À une autre extrémité de l’espace, nous remarquons une statue géante, type idole de l’île de Pâques. Rapprochons-nous d’elle à petits pas. Nous remarquons qu’elle se délite imperceptiblement. Puis tout chavire dans un cataclysme au ralenti, qui nous mène au fond des abysses pour mieux remonter vers le ciel, telles des particules gazeuses. Jusqu’à dévisager le soleil. Un effondrement et une renaissance dans le mouvement le plus voluptueux qui soit. Le démenti le plus spectaculaire à la célèbre maxime de La Rochefoucauld : « Le soleil ni la mort ne peuvent se regarder fixement ».
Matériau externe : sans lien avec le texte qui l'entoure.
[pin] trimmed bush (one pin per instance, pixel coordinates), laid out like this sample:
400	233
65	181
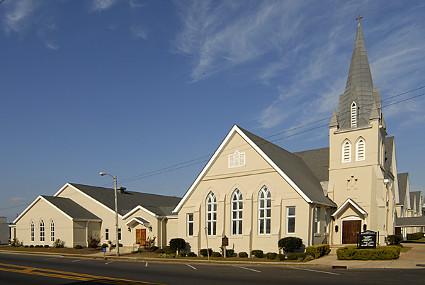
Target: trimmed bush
394	239
258	253
317	251
290	244
216	254
205	253
296	256
415	236
177	244
191	254
243	254
379	253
La mort, Weerasethakul nous avait déjà appris à la regarder de manière presque rassurante, puisqu’elle permettait de reconnecter à certaines « vies antérieures ». Mais le soleil regardé les yeux dans les yeux, c’est nouveau ! Plus prosaïquement, à force de regarder ce soleil conceptuel qui lui aussi s’effrite peu à peu, on se souvient aussi de notre dernier fond d’œil chez l’ophtalmo. Là encore, Weerasethakul nous a reconnectés avec notre propre regard. Un regard si fort qu’il se permet de dévisager l’astre solaire, et de trouver notre place, même en tant que particule, même en tant que luciole, au sein d’un gouffre cosmique.
Arrive enfin la dernière étape du voyage, un détour par une salle de cinéma « normale » (il fallait bien que cet inventaire des dispositifs de projection s’achève sur le plus connu de tous) où nous regardons quelques visages de dormeurs et dormeuses. Sas visuel, dernier soin du regard, permettant de revenir par cet ultime palier dans le monde réel. C’est là où reviennent en mémoire les images de la première partie, plus prosaïques, prenant le risque d’être totalement écrasées par la grandiloquence assumée de la VR.
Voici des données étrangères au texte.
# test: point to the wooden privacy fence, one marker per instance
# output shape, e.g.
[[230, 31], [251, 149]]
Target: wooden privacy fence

Finalement, l’expérience a fonctionné à l’inverse d’un rêve. Le rêve est toujours menacé par le réveil et rend les images du sommeil souvent très volatiles. Ici, les images du trip resteront ancrées bien plus solidement dans nos mémoires que celles réalistes vues avant et après. Mais ces dernières auront fourni la ligne de basse du trip. La ritournelle à la guitare aura sans doute alimenté les grondements de la plongée vers le centre de la terre.
Il revient alors en mémoire une confession du cinéaste avant la projection inaugurale de la rétrospective (une revoyure salutaire et toujours aussi hypnotique d’Oncle Bonnmee). La première fois qu’il s’est trouvé en face de toiles d’Andy Warhol ou Gerhard Richter, phares esthétiques qu’il a longtemps vénérées à distance, il a été finalement un peu déçu… mais s’est trouvé une fascination plus inattendue : celle du ballet des visiteurs et des mille et un mouvements secrets que ces icônes généraient autour d’elles. Les œuvres créent leur propre aimantation, qui les dépasse parfois.
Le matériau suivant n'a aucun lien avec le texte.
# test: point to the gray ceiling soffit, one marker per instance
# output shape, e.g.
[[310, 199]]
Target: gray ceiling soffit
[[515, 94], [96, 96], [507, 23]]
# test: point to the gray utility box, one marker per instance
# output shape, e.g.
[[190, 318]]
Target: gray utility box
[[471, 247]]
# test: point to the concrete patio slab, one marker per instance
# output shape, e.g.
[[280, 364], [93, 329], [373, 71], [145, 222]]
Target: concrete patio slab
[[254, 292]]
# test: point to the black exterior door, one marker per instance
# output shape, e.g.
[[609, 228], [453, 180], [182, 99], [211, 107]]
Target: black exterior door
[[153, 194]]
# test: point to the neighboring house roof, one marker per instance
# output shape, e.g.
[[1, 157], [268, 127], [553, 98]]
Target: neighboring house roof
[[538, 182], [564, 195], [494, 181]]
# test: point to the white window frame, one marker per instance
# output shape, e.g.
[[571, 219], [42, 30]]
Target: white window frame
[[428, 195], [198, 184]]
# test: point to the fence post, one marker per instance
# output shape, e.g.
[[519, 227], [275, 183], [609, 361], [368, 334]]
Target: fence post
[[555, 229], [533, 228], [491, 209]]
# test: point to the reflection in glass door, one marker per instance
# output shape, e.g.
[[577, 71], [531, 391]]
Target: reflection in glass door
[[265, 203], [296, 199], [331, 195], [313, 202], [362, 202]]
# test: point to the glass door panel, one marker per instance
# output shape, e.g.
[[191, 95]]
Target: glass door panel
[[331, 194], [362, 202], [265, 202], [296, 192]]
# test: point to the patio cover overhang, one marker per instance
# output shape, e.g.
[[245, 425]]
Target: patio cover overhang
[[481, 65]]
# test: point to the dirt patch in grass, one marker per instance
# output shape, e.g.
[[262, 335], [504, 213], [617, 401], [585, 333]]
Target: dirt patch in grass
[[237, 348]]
Ce magnétisme, c’est bien celui créé par les dispositifs de projection de Weerasethakul. Nous évoluons autour d’eux comme des moustiques ou des papillons, et ce tournoiement est intégré à l’œuvre.
À cet égard Fiction (2018) demeure la vidéo la plus malicieuse du cinéaste sur son propre art poétique. Sa main écrit dans son journal intime son souhait de réaliser un film qui soit à la fois un film d’horreur et une œuvre méditative. Sous une lumière vacillante, le geste de l’écriture est constamment interrompu par des moustiques, des fourmis, des insectes, ou son chat posant ses pattes sur le cahier. Plutôt que d’y voir une gêne, ce moment perturbé célèbre une prosaïque irruption du vivant qui refaçonne constamment l’imaginaire.
Dans les espaces du Centre Pompidou, nous-mêmes, devenons des visiteurs actifs, avides de voir ces œuvres perturber nos imaginaires et nos certitudes. Fiers d’être transformés en veilleurs, en fantômes, en voyants, en lucioles, porteurs et porteuses d’une incandescence même minime qui nous a été transmise comme le plus précieux des flambeaux poétiques.
« Particules de nuit », au Centre Pompidou du 2 octobre 2024 au 6 janvier 2025.
« A Conversation with the Sun », au Centre Pompidou du 5 au 14 octobre 2024.